The sermon can now seize upon points that can be made with regard to the application of the passage. The above work was only preliminary; the sermon will probably not be as involved. However, it would not hurt to once and again cover both a text and one of its subtexts in a single sermon. This may enrich the depth of the sermon as well as (re-)familiarize congregants with other biblical narratives. Even so, the pericope is not to be abandoned to a cultural or literary motif (Egypt in our example). Rather, points can be made in light of these motifs.

For example, in light of the Egypt motif, one can say that the prophet's pronouncement in the above pericope cautions contemporary believers against turning away from God with respect to their worship and against making decisions that are against God's broader purposes for his people. Jeroboam had essentially brought the people back to Egypt, both in terms of temporary refuge and false worship.
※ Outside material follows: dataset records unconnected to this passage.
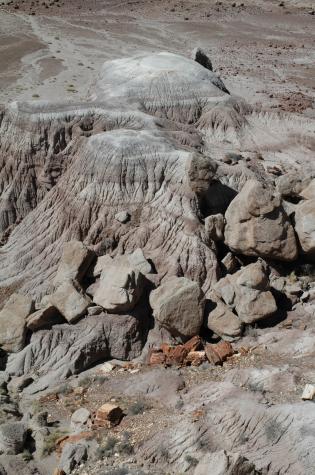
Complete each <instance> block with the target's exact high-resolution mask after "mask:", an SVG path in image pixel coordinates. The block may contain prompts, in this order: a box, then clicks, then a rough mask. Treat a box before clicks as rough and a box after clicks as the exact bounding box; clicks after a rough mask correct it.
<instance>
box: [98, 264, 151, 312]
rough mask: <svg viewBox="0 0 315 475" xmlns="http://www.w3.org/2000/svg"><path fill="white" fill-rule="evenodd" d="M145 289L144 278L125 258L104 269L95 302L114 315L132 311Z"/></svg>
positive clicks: (100, 278) (100, 279) (102, 271)
mask: <svg viewBox="0 0 315 475" xmlns="http://www.w3.org/2000/svg"><path fill="white" fill-rule="evenodd" d="M143 289H144V277H143V274H141V272H139V270H137V269H136V268H134V267H133V266H131V265H130V264H129V262H126V259H125V258H124V256H122V257H121V258H118V259H115V260H113V262H112V263H110V262H108V265H107V266H106V267H105V268H104V269H103V271H102V273H101V277H100V282H99V287H98V288H97V290H96V292H95V294H94V297H93V302H94V303H96V304H97V305H100V306H102V307H103V308H104V309H105V310H107V311H109V312H112V313H121V312H128V311H130V310H132V309H133V308H134V307H135V305H136V303H137V302H138V300H139V298H140V297H141V295H142V292H143Z"/></svg>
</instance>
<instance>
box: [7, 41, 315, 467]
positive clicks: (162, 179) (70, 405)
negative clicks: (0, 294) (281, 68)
mask: <svg viewBox="0 0 315 475" xmlns="http://www.w3.org/2000/svg"><path fill="white" fill-rule="evenodd" d="M314 132H315V120H313V119H311V118H306V117H304V116H297V115H294V114H292V113H288V112H271V111H270V110H265V109H264V108H263V106H251V105H249V104H247V103H246V101H245V100H243V99H242V98H240V97H236V96H233V94H232V93H231V92H230V91H229V90H228V89H227V88H226V87H225V85H224V84H223V82H222V80H221V79H220V78H219V77H218V76H217V75H216V74H215V73H214V72H213V71H212V65H211V61H210V59H209V58H208V57H207V56H206V55H205V53H204V52H203V51H201V50H200V49H197V50H195V51H194V52H193V54H192V58H191V59H188V58H186V57H183V56H180V55H177V54H172V53H168V52H162V53H156V54H152V55H149V56H148V55H146V56H145V55H140V56H134V57H131V58H123V59H118V60H113V61H107V62H106V63H105V64H104V66H103V68H102V70H101V72H100V75H99V78H98V80H97V81H96V84H95V86H94V87H93V90H91V91H90V93H89V101H88V102H85V103H82V102H81V103H75V102H71V103H70V102H69V103H62V104H61V103H60V104H58V103H49V102H46V101H38V102H32V103H26V102H24V103H19V102H14V103H10V104H9V105H7V106H4V107H2V109H1V113H0V159H1V168H0V169H1V173H0V196H1V199H0V231H1V247H0V286H1V300H2V307H3V308H2V310H1V312H0V322H1V327H0V347H1V351H2V353H1V356H2V358H1V362H2V370H3V371H2V372H1V388H2V395H1V397H2V398H3V403H4V404H3V407H2V408H1V418H2V421H1V422H3V424H2V425H0V452H1V454H3V455H2V456H0V459H1V460H0V463H1V464H2V465H3V467H2V468H1V469H0V472H1V473H4V474H8V475H9V474H10V473H13V472H12V470H13V468H12V467H23V471H25V470H29V472H26V473H39V474H46V473H49V468H47V467H49V465H47V466H45V463H46V462H47V461H49V460H50V463H53V464H54V465H55V466H57V465H58V467H59V468H58V469H57V471H56V472H55V473H56V474H57V473H58V474H64V473H66V474H68V473H89V474H90V473H91V474H93V473H95V474H98V473H108V474H109V473H117V474H119V473H126V474H127V473H146V472H143V471H140V468H139V467H140V466H144V470H148V473H159V474H161V473H180V472H185V473H186V472H187V473H191V474H192V473H193V474H195V475H203V474H210V473H211V474H212V475H216V474H222V475H223V474H231V475H232V474H240V475H241V474H244V475H245V474H270V475H272V474H285V473H286V474H292V475H303V474H309V475H311V474H312V473H313V470H314V464H315V459H314V453H315V452H314V448H315V437H314V430H313V427H312V418H313V415H314V414H313V413H314V406H313V404H312V403H311V402H309V403H308V402H301V401H300V399H299V398H300V394H299V391H301V390H302V389H303V387H304V384H305V383H306V382H310V379H311V380H312V381H313V379H314V369H313V367H312V365H311V360H312V358H313V357H314V338H315V336H314V323H313V321H312V318H311V317H312V315H314V309H315V306H314V302H315V288H314V279H313V276H314V269H315V267H314V259H315V163H314V160H312V158H314V151H315V141H314ZM283 322H286V325H287V326H286V328H283V327H282V328H281V325H284V323H283ZM288 328H290V329H288ZM277 342H280V343H279V344H278V343H277ZM231 343H232V344H231ZM255 358H256V359H257V364H256V360H255ZM109 359H115V362H114V363H104V361H106V360H109ZM226 360H227V363H224V362H225V361H226ZM253 360H255V366H257V368H253V367H252V366H250V362H252V361H253ZM122 361H131V363H128V364H127V366H122V363H121V362H122ZM223 363H224V366H221V365H222V364H223ZM95 365H97V366H95ZM99 365H101V366H99ZM106 365H107V366H106ZM152 366H154V368H153V369H152ZM156 366H157V367H156ZM104 367H105V369H104ZM115 367H116V370H115ZM170 367H172V368H170ZM173 367H174V368H173ZM178 367H183V369H182V370H178V369H176V368H178ZM302 367H303V368H304V370H303V371H304V372H303V374H301V370H300V369H301V368H302ZM106 368H107V369H106ZM117 368H120V369H118V370H117ZM165 368H167V369H165ZM209 368H210V369H209ZM83 371H84V372H87V374H88V377H89V378H90V380H89V383H88V384H85V385H84V383H83V382H82V380H78V378H77V375H78V374H79V373H81V372H83ZM99 371H100V372H102V371H103V372H104V371H107V372H108V373H110V376H108V377H107V376H106V377H103V379H102V378H101V377H100V376H99ZM124 371H127V375H126V377H125V378H124V377H123V376H124V375H123V373H124ZM106 374H107V373H106ZM112 374H114V376H112ZM91 375H92V376H91ZM97 377H98V378H99V379H97ZM93 378H94V379H93ZM66 381H69V382H68V383H67V384H68V385H69V386H67V389H66V390H63V391H62V390H61V389H60V384H61V383H64V382H66ZM88 386H89V387H88ZM58 388H59V389H58ZM97 388H98V389H97ZM244 388H245V389H244ZM278 388H281V389H278ZM89 391H91V396H90V399H89V396H88V395H87V394H89ZM93 391H94V392H93ZM62 393H63V394H64V396H61V395H62ZM65 394H66V395H67V396H65ZM68 394H72V397H73V400H72V401H70V402H69V398H70V396H68ZM104 394H106V397H105V396H104ZM314 394H315V388H314ZM139 395H140V396H139ZM39 397H41V398H42V399H41V400H40V401H41V409H46V408H47V409H48V411H49V412H50V417H52V418H53V417H55V421H54V423H55V422H56V417H57V415H56V414H58V413H59V412H60V411H61V412H60V414H61V415H60V416H59V419H58V421H59V422H58V423H59V424H60V427H61V429H62V430H64V429H65V433H64V432H62V431H61V433H60V432H59V433H58V434H59V438H61V439H60V440H59V442H58V443H57V446H58V447H57V448H58V450H59V453H61V452H62V455H61V458H60V461H59V460H57V459H56V457H55V456H51V455H50V454H51V452H53V451H54V449H55V445H53V449H51V450H50V451H49V450H48V449H47V444H48V441H50V443H52V442H51V441H52V440H53V442H54V444H55V442H56V440H57V439H58V437H56V430H55V428H54V427H55V426H54V424H53V422H52V421H50V422H49V421H48V422H47V420H46V422H45V421H44V422H43V420H44V419H45V417H44V416H42V419H40V418H39V417H38V411H36V410H35V409H34V407H35V406H34V401H36V400H38V398H39ZM66 397H68V399H67V401H68V406H69V407H70V406H71V413H72V412H74V409H75V407H76V406H75V407H73V404H76V405H80V406H84V409H85V411H87V412H86V413H84V414H85V416H84V414H83V412H82V409H83V408H82V407H81V409H79V410H81V412H80V413H79V415H78V414H76V415H75V416H74V419H73V418H72V419H71V421H69V414H67V412H66V413H64V412H63V411H64V410H65V409H64V406H63V402H62V401H63V398H64V399H66ZM135 397H137V398H139V397H141V398H144V399H145V398H147V399H149V400H151V403H150V404H153V408H154V411H156V415H154V412H153V415H150V408H151V405H148V403H147V402H145V403H144V402H143V401H142V402H141V401H140V402H141V404H142V409H141V408H140V409H141V410H140V409H139V408H138V409H139V412H138V413H137V412H135V414H133V415H134V416H135V415H136V414H140V413H141V412H142V413H145V412H146V409H147V411H148V415H147V416H146V417H148V419H146V418H145V417H144V416H143V420H140V422H141V424H142V426H141V427H139V426H137V420H138V419H135V422H134V425H132V424H133V422H132V421H133V419H132V417H131V423H129V422H128V421H129V420H130V419H128V417H129V416H127V417H125V418H124V419H123V422H121V424H122V428H123V429H122V430H125V431H127V430H129V431H130V430H131V432H132V434H133V437H134V440H133V445H132V447H131V448H129V449H128V450H129V452H128V450H127V449H126V444H127V443H126V440H125V439H126V436H124V435H123V432H119V430H120V429H117V428H116V429H115V430H116V433H115V434H116V437H118V439H117V440H116V442H115V443H113V442H111V443H110V442H108V441H109V440H110V437H111V432H110V431H111V430H112V427H113V426H116V425H118V424H119V422H120V419H121V417H122V416H121V417H118V419H119V420H118V419H117V420H111V419H110V417H111V416H110V414H112V413H110V410H109V409H108V407H106V408H103V409H102V410H100V409H99V411H98V412H97V408H98V407H99V406H100V403H101V402H102V403H105V402H106V403H107V402H109V401H111V402H114V403H116V402H117V401H118V402H119V401H120V404H121V405H122V406H124V405H125V407H123V409H124V410H127V406H128V404H130V399H132V398H135ZM45 398H46V399H45ZM123 398H125V400H124V399H123ZM78 401H79V402H78ZM152 401H153V402H152ZM139 404H140V403H139V401H138V405H139ZM141 404H140V405H141ZM58 405H59V406H58ZM87 406H88V409H87V408H86V407H87ZM62 407H63V409H62ZM118 409H119V408H118ZM118 409H117V408H116V412H115V414H116V416H115V417H117V414H118V412H119V411H118V412H117V410H118ZM138 409H137V410H138ZM106 411H107V412H106ZM108 411H109V412H108ZM134 411H136V409H134ZM174 411H177V417H176V414H174ZM95 413H96V414H95ZM104 414H105V415H104ZM113 414H114V413H113ZM72 416H73V414H72ZM85 417H86V418H85ZM76 418H77V419H76ZM150 418H151V419H150ZM155 418H158V422H156V423H157V430H156V431H155V430H153V429H154V424H155ZM8 419H10V420H11V419H12V421H11V422H9V423H8ZM39 419H40V421H39ZM46 419H47V417H46ZM61 419H62V421H63V422H62V423H61V422H60V421H61ZM104 421H105V422H104ZM5 422H6V424H4V423H5ZM70 422H71V423H70ZM114 422H115V423H114ZM116 422H117V424H116ZM170 423H171V426H170V425H169V424H170ZM128 424H131V426H130V425H128ZM78 427H79V430H78ZM124 428H125V429H124ZM144 428H145V430H144ZM150 428H151V429H150ZM70 429H71V430H70ZM69 431H70V435H69ZM65 434H67V435H65ZM74 434H75V435H74ZM78 434H79V435H78ZM82 434H83V435H82ZM84 434H85V435H84ZM137 434H138V435H137ZM139 434H141V436H139ZM61 436H63V439H62V437H61ZM53 437H55V439H53ZM67 437H68V438H67ZM137 437H140V438H139V439H137ZM104 440H107V442H106V443H105V445H104V443H103V442H104ZM123 443H124V444H125V449H124V450H125V452H124V450H123V449H122V448H121V447H122V444H123ZM128 443H129V442H128ZM58 444H59V445H58ZM106 444H107V445H106ZM110 444H112V447H109V445H110ZM113 444H114V445H113ZM115 444H116V445H117V444H118V445H117V447H118V449H117V450H118V452H117V453H118V455H117V457H116V462H115V456H116V454H115V450H114V446H115ZM129 445H130V443H129ZM25 447H27V450H28V451H29V452H30V454H31V456H32V458H34V460H33V461H32V462H30V463H28V462H25V457H24V459H23V458H21V456H20V454H21V453H23V450H24V449H25ZM106 447H107V448H106ZM119 447H120V449H119ZM101 450H103V455H102V456H100V454H101ZM131 454H133V455H132V456H131ZM48 455H49V456H50V457H55V458H50V459H49V457H48ZM6 456H10V457H9V459H10V460H9V459H7V458H6ZM45 457H48V458H47V461H46V462H45V460H46V459H45ZM104 457H105V458H104ZM8 460H9V462H8ZM43 460H44V462H43ZM51 460H53V462H51ZM97 460H98V461H97ZM99 460H102V462H100V463H99ZM111 460H112V461H111ZM86 461H87V464H90V465H87V467H88V468H87V472H84V471H82V472H80V464H81V463H83V462H86ZM47 463H48V462H47ZM112 463H114V464H116V465H117V467H118V468H117V470H125V471H120V472H119V471H117V472H115V471H112V472H111V471H110V465H111V464H112ZM10 464H11V465H10ZM18 464H21V465H18ZM123 465H124V467H123ZM132 466H133V467H134V468H130V467H132ZM0 467H1V465H0ZM78 467H79V468H78ZM126 467H127V468H126ZM209 467H210V468H209ZM76 469H77V470H78V472H74V470H76ZM105 469H106V470H107V471H106V470H105ZM1 470H2V471H1ZM14 470H16V468H14ZM21 470H22V468H21ZM32 470H33V472H32ZM34 470H35V471H34ZM47 470H48V471H47ZM82 470H85V469H82ZM101 470H103V472H101ZM104 470H105V471H104ZM141 470H142V469H141ZM155 470H156V472H155ZM211 470H212V471H211Z"/></svg>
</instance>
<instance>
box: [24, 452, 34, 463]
mask: <svg viewBox="0 0 315 475" xmlns="http://www.w3.org/2000/svg"><path fill="white" fill-rule="evenodd" d="M22 459H23V460H24V462H30V461H31V460H33V455H32V454H31V452H30V451H29V450H24V452H22Z"/></svg>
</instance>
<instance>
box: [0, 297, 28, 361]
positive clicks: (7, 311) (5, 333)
mask: <svg viewBox="0 0 315 475" xmlns="http://www.w3.org/2000/svg"><path fill="white" fill-rule="evenodd" d="M32 311H33V301H32V299H31V298H30V297H27V296H25V295H20V294H12V295H11V297H10V298H9V300H8V301H7V302H6V304H5V306H4V307H3V309H2V310H1V312H0V348H1V349H2V350H4V351H7V352H17V351H20V350H21V349H22V348H23V346H24V342H25V337H26V319H27V317H28V316H29V315H30V314H31V313H32Z"/></svg>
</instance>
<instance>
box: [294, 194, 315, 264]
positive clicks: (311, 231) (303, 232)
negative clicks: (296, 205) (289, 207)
mask: <svg viewBox="0 0 315 475" xmlns="http://www.w3.org/2000/svg"><path fill="white" fill-rule="evenodd" d="M295 231H296V233H297V235H298V238H299V242H300V245H301V248H302V252H303V253H304V254H306V255H307V256H310V257H311V258H314V256H315V199H310V200H306V201H302V202H301V203H299V204H298V205H297V206H296V208H295Z"/></svg>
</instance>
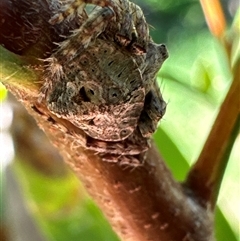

God is always bent on redeeming his people; even when they are subject to bondage, his ultimate intent is to redeem them. The idea of temporary refuge, then, is not ungodly in itself; neither is, I would argue, false worship. 7 However, if the spiritual state of believers is such that temporary refuge or false worship can destroy the spiritual vitality and redeemed-ness of God's people, they become abominable. False worship can lead to apostasy and temporary refuge to false reliance. Given the guilt attributed to Jeroboam in Scripture, religious leaders especially should be warned of causing their congregations to sin by implementing worship reforms or offering means of temporary refuge that have deleterious consequences. Should such a thing occur, there is always forgiveness available through repentance; however, undoing the damage can be an inestimable task. In Jeroboam's case, it took the installation of an anointed king who would centuries later rid the land of Jeroboam's institution, but even this reform could not erase Jeroboam's mark.

In Christ, believers have their every sin forgiven and have an unprecedented relation to God the Father. Christ accomplished a reform far greater than Josiah's; therefore, the idea that the prophecy of Josiah applies to Jesus by extension is suggestive. The fact still remains, though, that religious leaders especially, be they ministers or lay, should beware of leading their flocks back to Egypt for therein lies the double danger of false reliance and false worship. Egypt should be a thing of the past; it is no longer part of God's plan for his people. Put another way, it is something that God's people should outgrow. Once the four hundred years were up, God had no desire for his people to return. Not only did he say so explicitly in Deuteronomy 17, but the notion is intimated throughout the Pentateuch. 8 God alone is our eternally true refuge; believers should take care to trust in him and offer him true worship. What these two practically entail cannot be determined by law; they will differ from situation to situation, community to community, person to person. Specifics can then be adduced in accord with the preaching moment and in line with the preacher's convictions.

Just by scratching the surface, then, we see that Old Testament narratives can speak mountains to us today. We have used 1 Kings 13:1-6 as our example, but the same can be said for almost every other narrative in the Old Testament. Some will be more difficult than other and motifs will differ from pericope to pericope and preacher to preacher, but by preparing sermons in spiraled phases, as I have called them, ministers may develop a facility with the narrative portions of the Old Testament by taking advantage of the macro-structures of Old Testament texts that expository preaching can so often depreciate.